City of York Council would like to thank all residents who took part in the consultation regarding potential changes to waste and recycling.
The consultation saw one of the largest responses to-date to a consultation, with over 7,000 submissions and over 22,000 comments.
As the council’s 6-week consultation (30 March to 11 May) was coming to a close, the Government launched a national consultation on the ‘Consistency in Household and Business Recycling in England’, looking at wide ranging and ambitious changes to the future of recycling in the UK.
In addition to this, further details on the Environment Bill, which makes clear the Government’s intentions to potentially pay councils as part of mandatory weekly food collection, as well as introduce other significant changes to waste collection from 2024 to 2025, were released on 12 May.
Until the Environment Bill is passed and further details emerge from the national recycling consultation, there will remain a significant amount of uncertainty over what councils will need to do and by when.
Following these announcements, Executive are now being asked to agree to proposals for the procurement of a new low emission fleet of recycling vehicles. They will also consider a proposal to start garden waste collections a month earlier. They currently start in April to the end of November, but under new proposals would start in March (beginning from March 2022).
The Executive will also consider the cleaner and safer option of introducing of wheeled bins or other arrangements to around 6,200 properties (which currently use black bags for non –recyclable waste), predominantly in the Micklegate, Guildhall, Clifton, Holgate and Heworth wards. This will be taken to a future decision session of the Executive Member for Environment and Climate Change.
Following Executive approval, residents will be able to recycle all materials together apart from paper and cardboard.
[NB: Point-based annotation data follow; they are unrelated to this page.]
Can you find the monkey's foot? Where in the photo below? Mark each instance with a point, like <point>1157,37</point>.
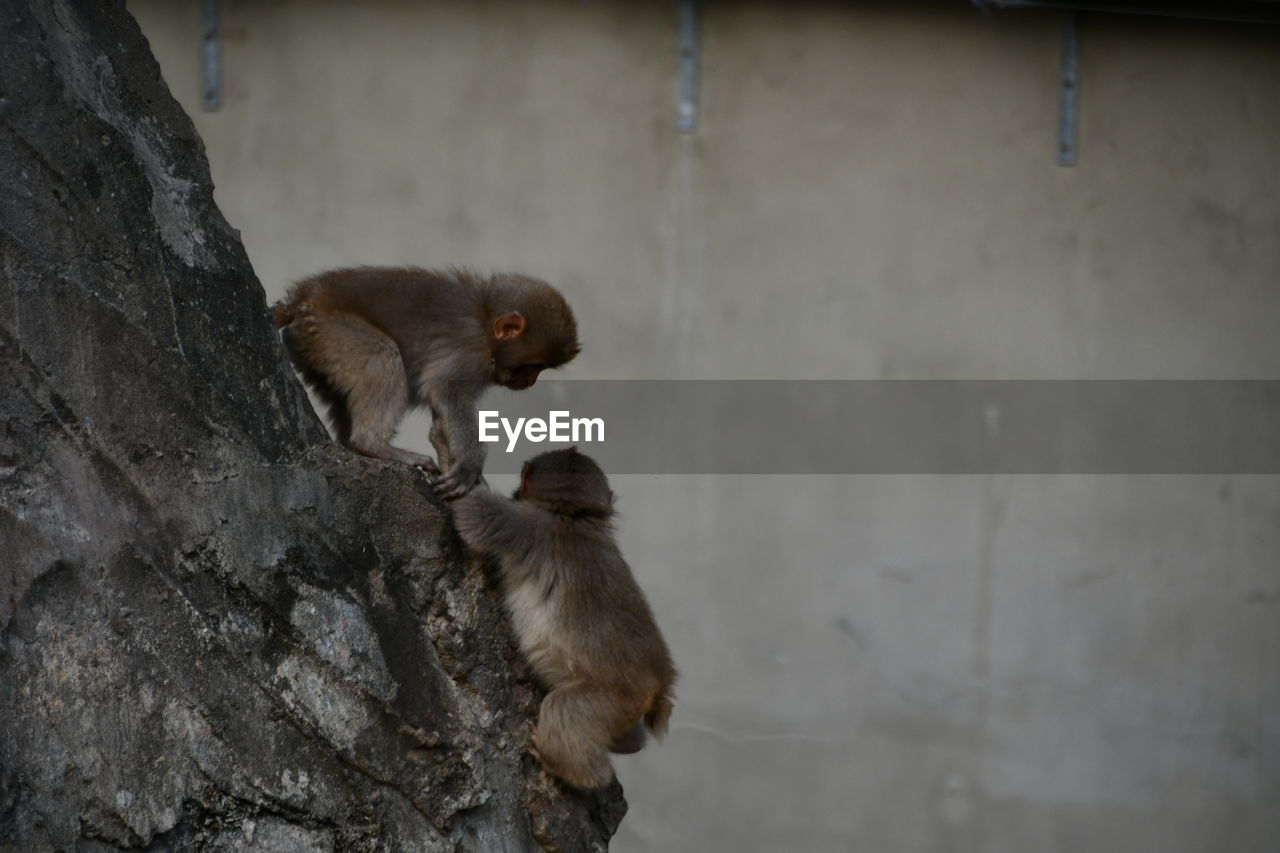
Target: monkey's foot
<point>460,479</point>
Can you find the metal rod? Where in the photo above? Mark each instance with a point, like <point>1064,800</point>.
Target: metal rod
<point>686,106</point>
<point>1194,14</point>
<point>211,54</point>
<point>1069,89</point>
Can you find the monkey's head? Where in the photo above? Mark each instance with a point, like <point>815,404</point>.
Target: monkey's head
<point>531,329</point>
<point>567,483</point>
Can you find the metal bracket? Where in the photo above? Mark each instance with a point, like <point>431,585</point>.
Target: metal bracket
<point>1069,87</point>
<point>686,108</point>
<point>211,54</point>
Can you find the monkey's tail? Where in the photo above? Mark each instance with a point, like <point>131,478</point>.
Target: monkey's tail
<point>284,310</point>
<point>659,712</point>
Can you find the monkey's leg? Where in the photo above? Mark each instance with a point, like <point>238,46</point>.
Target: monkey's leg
<point>365,370</point>
<point>575,726</point>
<point>631,742</point>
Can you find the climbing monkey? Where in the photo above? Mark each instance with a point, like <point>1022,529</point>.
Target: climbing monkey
<point>374,341</point>
<point>577,614</point>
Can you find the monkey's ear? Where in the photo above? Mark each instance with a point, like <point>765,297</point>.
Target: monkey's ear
<point>508,325</point>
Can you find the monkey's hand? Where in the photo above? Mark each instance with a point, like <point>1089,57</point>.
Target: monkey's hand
<point>460,479</point>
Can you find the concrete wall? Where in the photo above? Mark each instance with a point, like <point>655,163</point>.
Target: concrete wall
<point>868,662</point>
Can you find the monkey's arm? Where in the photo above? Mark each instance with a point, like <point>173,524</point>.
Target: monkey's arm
<point>453,411</point>
<point>496,525</point>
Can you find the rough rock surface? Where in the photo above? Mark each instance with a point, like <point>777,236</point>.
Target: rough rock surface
<point>216,629</point>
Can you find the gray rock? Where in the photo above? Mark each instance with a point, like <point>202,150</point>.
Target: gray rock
<point>216,629</point>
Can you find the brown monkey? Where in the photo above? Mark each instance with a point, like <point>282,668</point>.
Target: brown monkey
<point>579,615</point>
<point>374,341</point>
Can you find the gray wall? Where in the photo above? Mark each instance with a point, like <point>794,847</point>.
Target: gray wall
<point>868,662</point>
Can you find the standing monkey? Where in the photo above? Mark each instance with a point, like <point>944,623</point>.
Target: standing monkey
<point>577,612</point>
<point>374,341</point>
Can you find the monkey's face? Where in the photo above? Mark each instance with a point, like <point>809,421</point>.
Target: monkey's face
<point>520,377</point>
<point>536,332</point>
<point>566,482</point>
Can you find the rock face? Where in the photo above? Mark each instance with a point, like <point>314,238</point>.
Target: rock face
<point>216,629</point>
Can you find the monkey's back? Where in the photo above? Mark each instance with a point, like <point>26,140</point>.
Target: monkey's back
<point>401,301</point>
<point>607,629</point>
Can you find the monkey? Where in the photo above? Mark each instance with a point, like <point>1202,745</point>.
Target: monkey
<point>373,341</point>
<point>577,614</point>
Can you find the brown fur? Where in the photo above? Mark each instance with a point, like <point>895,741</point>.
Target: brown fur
<point>577,612</point>
<point>374,341</point>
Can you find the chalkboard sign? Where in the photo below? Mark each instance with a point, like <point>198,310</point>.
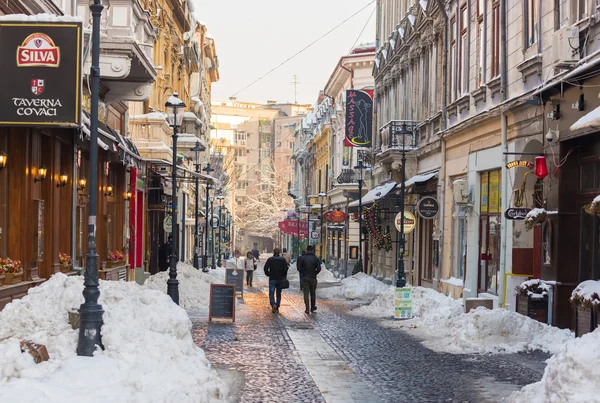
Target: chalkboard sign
<point>235,276</point>
<point>222,302</point>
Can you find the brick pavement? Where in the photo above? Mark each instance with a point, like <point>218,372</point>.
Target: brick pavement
<point>336,357</point>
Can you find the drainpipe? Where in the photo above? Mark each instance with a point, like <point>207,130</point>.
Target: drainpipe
<point>74,200</point>
<point>504,148</point>
<point>442,176</point>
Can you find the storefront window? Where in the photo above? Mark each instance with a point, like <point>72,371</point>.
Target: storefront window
<point>489,231</point>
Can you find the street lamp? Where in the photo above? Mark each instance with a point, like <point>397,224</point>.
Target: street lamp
<point>173,106</point>
<point>197,149</point>
<point>220,199</point>
<point>208,170</point>
<point>90,312</point>
<point>360,167</point>
<point>405,135</point>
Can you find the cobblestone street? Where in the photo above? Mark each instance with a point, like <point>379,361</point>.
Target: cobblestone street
<point>334,356</point>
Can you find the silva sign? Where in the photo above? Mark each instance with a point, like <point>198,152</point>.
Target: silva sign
<point>42,80</point>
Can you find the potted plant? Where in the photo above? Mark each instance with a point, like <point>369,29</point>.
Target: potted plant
<point>586,302</point>
<point>66,262</point>
<point>12,269</point>
<point>115,259</point>
<point>535,217</point>
<point>532,299</point>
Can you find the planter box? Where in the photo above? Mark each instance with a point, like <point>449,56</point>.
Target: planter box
<point>586,320</point>
<point>535,308</point>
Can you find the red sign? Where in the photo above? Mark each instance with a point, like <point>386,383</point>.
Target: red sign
<point>291,227</point>
<point>335,216</point>
<point>38,50</point>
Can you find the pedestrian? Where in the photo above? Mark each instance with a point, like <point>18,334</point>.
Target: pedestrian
<point>300,274</point>
<point>276,269</point>
<point>250,266</point>
<point>164,255</point>
<point>286,256</point>
<point>256,254</point>
<point>309,266</point>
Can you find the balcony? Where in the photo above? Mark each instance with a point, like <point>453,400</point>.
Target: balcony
<point>127,35</point>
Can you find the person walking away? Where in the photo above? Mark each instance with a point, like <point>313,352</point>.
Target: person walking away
<point>309,266</point>
<point>276,269</point>
<point>164,255</point>
<point>250,266</point>
<point>286,256</point>
<point>256,254</point>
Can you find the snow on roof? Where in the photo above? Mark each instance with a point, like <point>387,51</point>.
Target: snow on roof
<point>40,18</point>
<point>591,120</point>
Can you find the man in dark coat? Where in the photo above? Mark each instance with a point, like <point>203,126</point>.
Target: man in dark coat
<point>309,266</point>
<point>276,269</point>
<point>164,255</point>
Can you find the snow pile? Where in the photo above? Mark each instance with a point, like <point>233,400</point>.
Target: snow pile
<point>571,375</point>
<point>439,320</point>
<point>150,355</point>
<point>360,286</point>
<point>587,293</point>
<point>194,285</point>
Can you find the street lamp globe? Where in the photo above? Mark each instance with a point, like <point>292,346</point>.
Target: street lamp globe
<point>174,105</point>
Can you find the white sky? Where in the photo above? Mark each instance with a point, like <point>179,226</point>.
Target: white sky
<point>252,37</point>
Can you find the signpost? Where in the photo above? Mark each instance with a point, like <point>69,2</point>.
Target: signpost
<point>235,277</point>
<point>403,303</point>
<point>222,302</point>
<point>168,224</point>
<point>428,207</point>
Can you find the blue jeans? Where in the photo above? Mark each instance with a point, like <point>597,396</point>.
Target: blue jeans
<point>274,287</point>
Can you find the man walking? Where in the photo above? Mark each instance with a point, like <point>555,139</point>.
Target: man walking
<point>276,269</point>
<point>309,266</point>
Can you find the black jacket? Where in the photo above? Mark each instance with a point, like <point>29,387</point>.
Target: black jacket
<point>309,265</point>
<point>276,268</point>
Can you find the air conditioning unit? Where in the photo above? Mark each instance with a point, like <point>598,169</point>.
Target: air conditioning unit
<point>460,192</point>
<point>565,46</point>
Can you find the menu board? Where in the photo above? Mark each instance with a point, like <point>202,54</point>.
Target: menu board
<point>235,276</point>
<point>222,302</point>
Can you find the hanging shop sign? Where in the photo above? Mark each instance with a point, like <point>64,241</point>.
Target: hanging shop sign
<point>359,118</point>
<point>428,207</point>
<point>516,213</point>
<point>520,164</point>
<point>410,222</point>
<point>40,76</point>
<point>335,216</point>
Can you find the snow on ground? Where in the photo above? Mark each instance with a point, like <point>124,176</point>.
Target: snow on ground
<point>571,375</point>
<point>361,286</point>
<point>149,353</point>
<point>439,320</point>
<point>194,285</point>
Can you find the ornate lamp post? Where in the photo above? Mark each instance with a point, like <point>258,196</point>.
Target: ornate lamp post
<point>90,311</point>
<point>208,170</point>
<point>175,118</point>
<point>360,167</point>
<point>197,149</point>
<point>402,136</point>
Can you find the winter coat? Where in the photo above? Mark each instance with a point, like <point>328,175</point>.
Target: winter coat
<point>276,268</point>
<point>309,265</point>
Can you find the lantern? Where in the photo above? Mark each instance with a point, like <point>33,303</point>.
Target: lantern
<point>541,169</point>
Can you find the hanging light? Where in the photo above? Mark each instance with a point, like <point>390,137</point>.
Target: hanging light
<point>81,183</point>
<point>541,169</point>
<point>3,159</point>
<point>63,178</point>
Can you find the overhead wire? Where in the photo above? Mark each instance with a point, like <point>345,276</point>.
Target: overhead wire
<point>304,48</point>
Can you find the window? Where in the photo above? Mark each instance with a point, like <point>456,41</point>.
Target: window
<point>532,21</point>
<point>495,39</point>
<point>489,231</point>
<point>464,51</point>
<point>452,60</point>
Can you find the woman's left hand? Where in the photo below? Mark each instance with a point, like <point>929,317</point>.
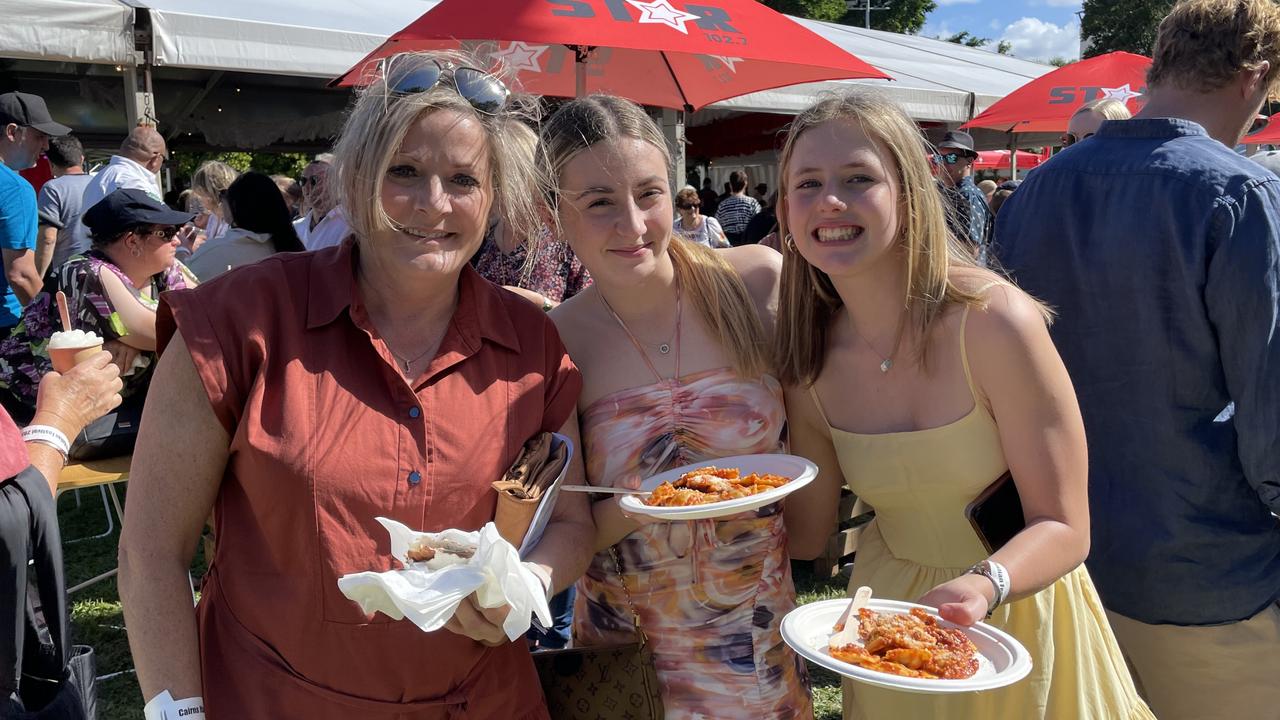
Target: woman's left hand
<point>963,601</point>
<point>481,624</point>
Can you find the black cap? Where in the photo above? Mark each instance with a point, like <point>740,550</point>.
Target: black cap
<point>30,110</point>
<point>958,140</point>
<point>126,209</point>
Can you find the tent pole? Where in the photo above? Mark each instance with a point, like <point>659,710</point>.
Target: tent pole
<point>580,54</point>
<point>673,131</point>
<point>1013,156</point>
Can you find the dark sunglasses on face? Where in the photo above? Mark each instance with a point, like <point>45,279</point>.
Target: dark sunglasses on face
<point>481,90</point>
<point>1072,139</point>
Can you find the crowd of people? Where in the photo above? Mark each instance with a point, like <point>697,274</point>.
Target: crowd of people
<point>460,274</point>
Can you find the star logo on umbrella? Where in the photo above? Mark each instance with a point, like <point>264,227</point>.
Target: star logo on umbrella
<point>1123,94</point>
<point>731,63</point>
<point>520,57</point>
<point>661,12</point>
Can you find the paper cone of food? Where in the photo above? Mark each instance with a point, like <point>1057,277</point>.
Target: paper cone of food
<point>68,349</point>
<point>526,484</point>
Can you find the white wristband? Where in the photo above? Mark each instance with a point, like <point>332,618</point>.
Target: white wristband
<point>164,707</point>
<point>543,577</point>
<point>48,434</point>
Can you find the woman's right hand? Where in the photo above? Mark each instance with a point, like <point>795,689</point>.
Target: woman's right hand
<point>72,400</point>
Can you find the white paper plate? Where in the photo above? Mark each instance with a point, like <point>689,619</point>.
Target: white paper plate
<point>799,469</point>
<point>1001,659</point>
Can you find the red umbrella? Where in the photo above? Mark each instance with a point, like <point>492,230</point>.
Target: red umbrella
<point>999,159</point>
<point>1046,104</point>
<point>662,53</point>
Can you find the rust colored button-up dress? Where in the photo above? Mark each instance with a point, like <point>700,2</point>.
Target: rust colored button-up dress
<point>327,436</point>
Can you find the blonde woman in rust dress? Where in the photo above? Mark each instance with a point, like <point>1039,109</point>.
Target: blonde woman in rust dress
<point>670,341</point>
<point>919,379</point>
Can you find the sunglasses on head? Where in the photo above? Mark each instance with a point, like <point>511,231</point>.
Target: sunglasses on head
<point>163,232</point>
<point>1070,139</point>
<point>481,90</point>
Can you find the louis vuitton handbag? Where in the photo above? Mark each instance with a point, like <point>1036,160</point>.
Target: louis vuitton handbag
<point>617,682</point>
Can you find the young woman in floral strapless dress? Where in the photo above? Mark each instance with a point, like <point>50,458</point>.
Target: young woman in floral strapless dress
<point>671,341</point>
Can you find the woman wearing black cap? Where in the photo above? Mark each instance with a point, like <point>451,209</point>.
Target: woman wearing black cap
<point>113,290</point>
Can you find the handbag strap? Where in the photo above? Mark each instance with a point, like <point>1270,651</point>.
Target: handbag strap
<point>622,580</point>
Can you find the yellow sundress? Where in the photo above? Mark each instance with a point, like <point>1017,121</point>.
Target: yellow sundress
<point>919,484</point>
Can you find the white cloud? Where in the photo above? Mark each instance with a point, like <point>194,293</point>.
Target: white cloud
<point>1033,39</point>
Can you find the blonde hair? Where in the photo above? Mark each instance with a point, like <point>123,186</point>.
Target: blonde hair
<point>210,182</point>
<point>379,121</point>
<point>1202,44</point>
<point>689,195</point>
<point>716,288</point>
<point>1105,108</point>
<point>809,300</point>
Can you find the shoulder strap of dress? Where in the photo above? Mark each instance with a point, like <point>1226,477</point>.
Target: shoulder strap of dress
<point>817,402</point>
<point>964,350</point>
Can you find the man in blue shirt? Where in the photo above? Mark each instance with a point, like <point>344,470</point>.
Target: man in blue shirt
<point>1160,249</point>
<point>24,132</point>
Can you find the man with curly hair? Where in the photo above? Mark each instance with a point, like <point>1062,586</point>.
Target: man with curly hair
<point>1160,246</point>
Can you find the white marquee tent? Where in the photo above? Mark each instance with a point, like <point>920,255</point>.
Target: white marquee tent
<point>279,51</point>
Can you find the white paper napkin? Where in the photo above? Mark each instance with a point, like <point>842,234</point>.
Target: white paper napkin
<point>430,597</point>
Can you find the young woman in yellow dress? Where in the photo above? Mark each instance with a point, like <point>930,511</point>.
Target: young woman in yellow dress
<point>919,378</point>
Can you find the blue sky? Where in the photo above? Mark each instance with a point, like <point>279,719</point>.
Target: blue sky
<point>1038,30</point>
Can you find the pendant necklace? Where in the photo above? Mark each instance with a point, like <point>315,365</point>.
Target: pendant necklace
<point>406,361</point>
<point>886,363</point>
<point>662,347</point>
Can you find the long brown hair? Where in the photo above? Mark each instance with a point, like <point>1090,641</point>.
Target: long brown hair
<point>809,300</point>
<point>716,288</point>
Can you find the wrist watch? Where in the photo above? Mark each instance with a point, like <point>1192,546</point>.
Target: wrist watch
<point>999,577</point>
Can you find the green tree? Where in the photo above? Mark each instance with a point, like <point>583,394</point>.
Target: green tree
<point>1125,24</point>
<point>968,40</point>
<point>892,16</point>
<point>270,163</point>
<point>827,10</point>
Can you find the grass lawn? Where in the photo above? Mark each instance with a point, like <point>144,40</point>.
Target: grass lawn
<point>99,621</point>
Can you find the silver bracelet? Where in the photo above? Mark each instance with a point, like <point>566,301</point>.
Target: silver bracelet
<point>1000,580</point>
<point>48,434</point>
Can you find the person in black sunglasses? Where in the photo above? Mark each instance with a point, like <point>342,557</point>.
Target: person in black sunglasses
<point>315,392</point>
<point>1091,115</point>
<point>968,217</point>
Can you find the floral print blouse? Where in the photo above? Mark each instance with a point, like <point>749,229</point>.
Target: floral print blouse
<point>24,355</point>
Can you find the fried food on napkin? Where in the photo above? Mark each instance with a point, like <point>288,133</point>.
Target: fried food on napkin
<point>521,490</point>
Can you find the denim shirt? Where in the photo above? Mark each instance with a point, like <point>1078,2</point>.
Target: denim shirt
<point>1160,250</point>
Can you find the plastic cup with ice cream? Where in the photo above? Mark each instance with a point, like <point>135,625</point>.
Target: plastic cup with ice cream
<point>68,349</point>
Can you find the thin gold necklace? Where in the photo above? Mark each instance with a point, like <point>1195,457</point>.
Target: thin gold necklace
<point>662,347</point>
<point>886,361</point>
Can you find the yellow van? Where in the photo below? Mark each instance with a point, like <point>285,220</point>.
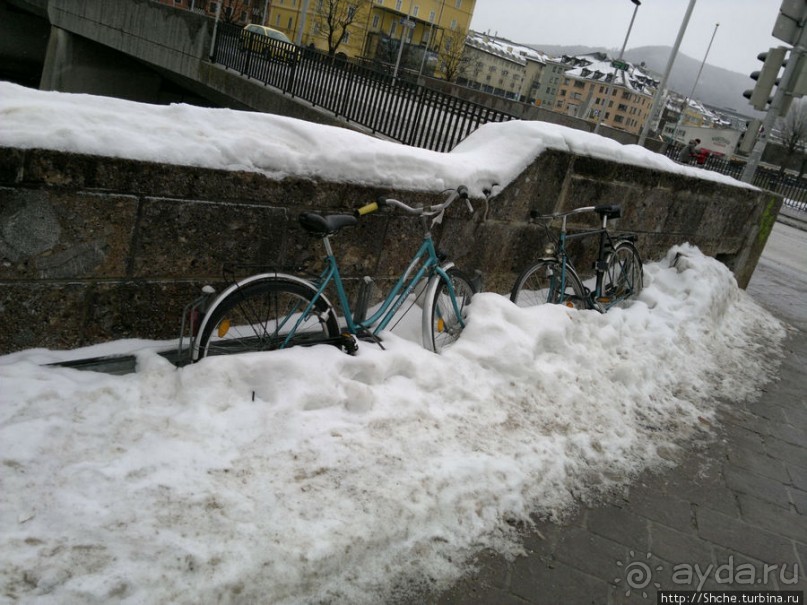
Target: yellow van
<point>267,42</point>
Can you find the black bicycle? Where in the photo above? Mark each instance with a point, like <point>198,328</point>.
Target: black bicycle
<point>553,279</point>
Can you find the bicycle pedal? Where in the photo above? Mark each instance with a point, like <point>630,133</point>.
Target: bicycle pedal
<point>349,343</point>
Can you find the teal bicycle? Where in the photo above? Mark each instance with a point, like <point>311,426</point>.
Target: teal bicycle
<point>275,310</point>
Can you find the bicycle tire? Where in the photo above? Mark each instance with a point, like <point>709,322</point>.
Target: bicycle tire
<point>259,316</point>
<point>539,284</point>
<point>441,325</point>
<point>624,274</point>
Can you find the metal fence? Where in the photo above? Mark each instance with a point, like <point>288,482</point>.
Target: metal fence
<point>792,189</point>
<point>401,110</point>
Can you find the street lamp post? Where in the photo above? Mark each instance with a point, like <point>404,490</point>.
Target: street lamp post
<point>638,3</point>
<point>694,86</point>
<point>667,70</point>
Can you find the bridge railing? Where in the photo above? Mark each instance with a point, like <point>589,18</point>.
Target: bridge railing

Meaning, glass, cans and plastics can be placed in the same box (2 boxes per household). This is because the council had to adapt during the Covid pandemic and worked with its waste contractor at the facility to separate plastic, tins and glass. This emerged as a more efficient way of collecting recycling. It has not changed the way the materials collected are recycled and has been a useful pilot.
Having listened to the consultation feedback and the focus groups and given the uncertainty of the Government’s future plans, it is recommended that the council does not make any changes to the frequency of collections or the containers for recycling.
The Executive are being asked to consider that the consultation responses from residents across the city should inform the council’s response to the Government’s consultation. If approved, further options will be considered at a later decision session.
Cllr Paula Widdowson, Executive Member for the Environment and Climate Changes said:
I would like to thank everyone who got involved and responded to the recycling consultation. Your views are hugely important to us and the sheer volume of responses tells us just how passionate residents are about recycling.
"Engaging with residents has never been more important and this really reinforces just how valuable engagement is.
“We’ve listened to the feedback from the consultation and would like to make some changes now. This includes extending garden waste collections, so we can collect green bins earlier, introducing bags to bins to 6,200 properties, allowing residents to mix glass, cans and plastics in boxes to provide more flexibility, and introducing new and more efficient waste vehicles. This work provides a real opportunity to make a big difference to help York become a cleaner and greener city and help residents to recycle even more.
“The timing of the Government’s recycling consultation, coupled with the new details emerging on the Environment Bill, means we can’t make any changes to the frequency of collections or the containers for recycling we originally considered. However, we will be monitoring the Government’s consultation and the development of the Environment Bill, as they progress.
“We know residents are doing a fantastic job of recycling in York. Kerbside recycling is doing really well, with around 43 per cent either being reused, recycled or composted. We know we can also do more.
“It’s important to us that we continue to work in partnership with residents, and take every step possible to leave the environment in a better place than we found it.”
Communicating any changes and helping residents understand when and where these will be taking place will play an important part of these proposals.